Colloquium M. Musen : Online datasets will never be FAIR without semantic technology: The case for CEDAR

Colloquium M. Musen – Mercredi 29 mai 2019

Online datasets will never be FAIR without semantic technology: The case for CEDAR

Abstract: The past few years have seen a flurry of interest in making online scientific data “FAIR”—findable, accessible, interoperable, and reusable. The problem is that most scientific datasets are not FAIR. When left to their own devices, scientists do an absolutely terrible job creating the metadata that describe the experimental datasets that make their way into online repositories. The lack of standardization makes it extremely difficult for other investigators to search for relevant datasets, to reanalyze them, and to integrate those datasets with other data. There is an urgent need to make it easy for investigators to author metadata that adhere to community standards and that describe datasets in reproducible terms. The Center for Expanded Data Annotation and Retrieval (CEDAR) has the goal of enhancing the authoring of experimental metadata to make online datasets more useful to the scientific community. CEDAR technology includes methods for managing a library of templates for representing metadata, and interoperability with a repository of standard scientific ontologies that normalize the way in which the templates may be filled out. CEDAR uses a repository of previously authored metadata from which it learns rules that drive predictive data entry, making it easier for metadata authors to perform their work. Ongoing collaborations with several major research consortia are allowing us to explore how CEDAR may ease access to scientific data sets stored in online repositories and enhance the reuse of the data to drive new discoveries.

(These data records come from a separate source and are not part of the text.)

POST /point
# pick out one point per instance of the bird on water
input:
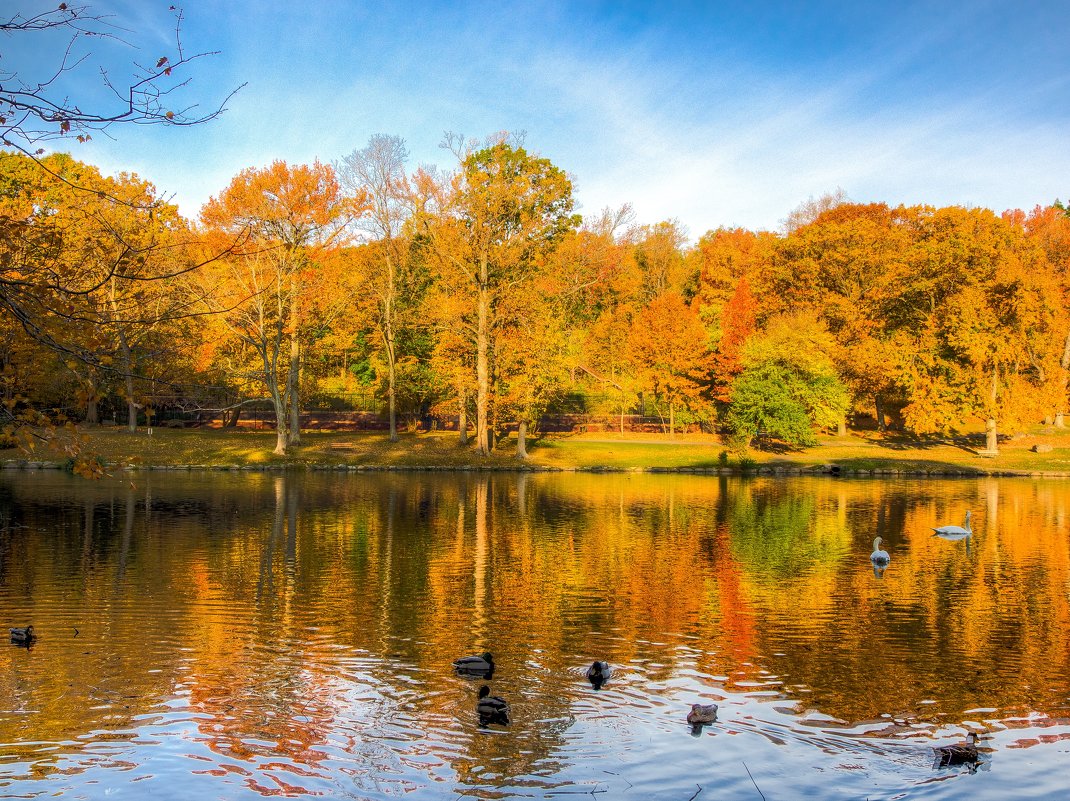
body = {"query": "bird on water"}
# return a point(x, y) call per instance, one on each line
point(962, 753)
point(879, 556)
point(23, 635)
point(480, 665)
point(491, 708)
point(598, 674)
point(954, 533)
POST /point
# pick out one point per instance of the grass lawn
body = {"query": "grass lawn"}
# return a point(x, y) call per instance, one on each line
point(858, 450)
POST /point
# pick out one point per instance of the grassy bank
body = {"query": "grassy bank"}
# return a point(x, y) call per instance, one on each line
point(857, 451)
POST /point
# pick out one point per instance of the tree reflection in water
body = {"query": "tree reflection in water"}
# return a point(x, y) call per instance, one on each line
point(296, 632)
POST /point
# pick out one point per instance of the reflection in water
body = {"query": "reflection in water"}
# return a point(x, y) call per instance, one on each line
point(258, 634)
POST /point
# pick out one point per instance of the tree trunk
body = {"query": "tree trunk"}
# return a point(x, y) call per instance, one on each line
point(92, 412)
point(991, 434)
point(1065, 369)
point(462, 416)
point(293, 375)
point(391, 355)
point(522, 440)
point(482, 359)
point(281, 427)
point(124, 351)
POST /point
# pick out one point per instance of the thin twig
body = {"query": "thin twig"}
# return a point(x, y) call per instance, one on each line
point(753, 782)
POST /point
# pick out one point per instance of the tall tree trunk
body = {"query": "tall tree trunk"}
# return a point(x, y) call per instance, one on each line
point(281, 420)
point(391, 355)
point(128, 379)
point(1065, 369)
point(92, 411)
point(482, 359)
point(293, 375)
point(462, 415)
point(522, 440)
point(991, 434)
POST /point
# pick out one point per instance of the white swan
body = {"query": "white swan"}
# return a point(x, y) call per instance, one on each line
point(954, 533)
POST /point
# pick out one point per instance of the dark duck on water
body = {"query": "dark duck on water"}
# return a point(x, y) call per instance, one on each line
point(491, 708)
point(963, 753)
point(482, 665)
point(23, 635)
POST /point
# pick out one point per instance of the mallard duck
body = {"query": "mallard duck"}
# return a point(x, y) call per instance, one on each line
point(879, 556)
point(491, 708)
point(23, 635)
point(598, 674)
point(702, 713)
point(483, 665)
point(959, 754)
point(956, 533)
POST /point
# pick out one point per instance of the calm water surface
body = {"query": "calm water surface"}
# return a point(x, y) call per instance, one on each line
point(237, 635)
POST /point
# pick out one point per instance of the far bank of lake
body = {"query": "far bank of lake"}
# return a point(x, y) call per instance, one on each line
point(1043, 450)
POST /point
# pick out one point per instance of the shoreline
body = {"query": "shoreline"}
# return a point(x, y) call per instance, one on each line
point(829, 471)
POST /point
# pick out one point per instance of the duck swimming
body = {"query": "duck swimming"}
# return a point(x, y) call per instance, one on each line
point(702, 713)
point(962, 753)
point(491, 708)
point(23, 635)
point(954, 533)
point(598, 674)
point(879, 556)
point(482, 665)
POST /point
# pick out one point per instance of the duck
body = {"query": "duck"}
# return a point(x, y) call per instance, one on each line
point(491, 708)
point(23, 635)
point(482, 665)
point(702, 713)
point(598, 674)
point(956, 533)
point(958, 754)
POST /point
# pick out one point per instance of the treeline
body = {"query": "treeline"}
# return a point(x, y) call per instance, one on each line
point(479, 293)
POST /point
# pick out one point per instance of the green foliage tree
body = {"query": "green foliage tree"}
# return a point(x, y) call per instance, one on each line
point(789, 386)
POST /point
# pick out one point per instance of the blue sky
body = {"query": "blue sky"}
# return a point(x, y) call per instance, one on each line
point(713, 113)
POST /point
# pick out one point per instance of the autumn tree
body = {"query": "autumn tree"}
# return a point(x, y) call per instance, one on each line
point(378, 172)
point(292, 215)
point(90, 266)
point(1049, 227)
point(504, 210)
point(846, 266)
point(789, 387)
point(668, 345)
point(984, 302)
point(737, 323)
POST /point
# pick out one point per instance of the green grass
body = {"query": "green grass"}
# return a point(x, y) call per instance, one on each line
point(858, 450)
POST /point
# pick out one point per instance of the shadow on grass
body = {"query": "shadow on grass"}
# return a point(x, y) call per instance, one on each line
point(868, 464)
point(903, 441)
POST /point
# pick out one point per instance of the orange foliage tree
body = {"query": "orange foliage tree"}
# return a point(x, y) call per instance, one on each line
point(291, 216)
point(668, 345)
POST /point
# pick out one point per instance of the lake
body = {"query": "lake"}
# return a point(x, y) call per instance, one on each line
point(248, 634)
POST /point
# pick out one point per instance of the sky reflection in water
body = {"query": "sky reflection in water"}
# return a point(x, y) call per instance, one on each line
point(243, 635)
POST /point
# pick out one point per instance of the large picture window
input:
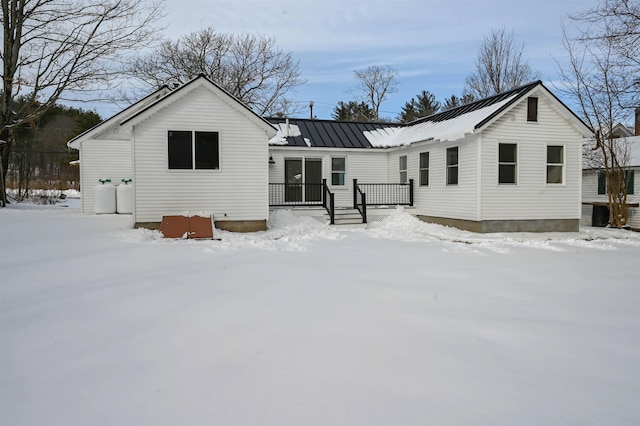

A short biography: Dr. Musen is Professor of Biomedical Informatics at Stanford University, where he is Director of the Stanford Center for Biomedical Informatics Research. Dr. Musen conducts research related to intelligent systems, reusable ontologies, metadata for publication of scientific data sets, and biomedical decision support. His group developed Protégé, the world’s most widely used technology for building and managing terminologies and ontologies. He is principal investigator of the National Center for Biomedical Ontology, one of the original National Centers for Biomedical Computing created by the U.S. National Institutes of Heath (NIH). He is principal investigator of the Center for Expanded Data Annotation and Retrieval (CEDAR). CEDAR is a center of excellence supported by the NIH Big Data to Knowledge Initiative, with the goal of developing new technology to ease the authoring and management of biomedical experimental metadata. Dr. Musen chaired the Health Informatics and Modeling Topic Advisory Group for the World Health Organization’s revision of the International Classification of Diseases (ICD-11) and he currently directs the WHO Collaborating Center for Classification, Terminology, and Standards at Stanford University.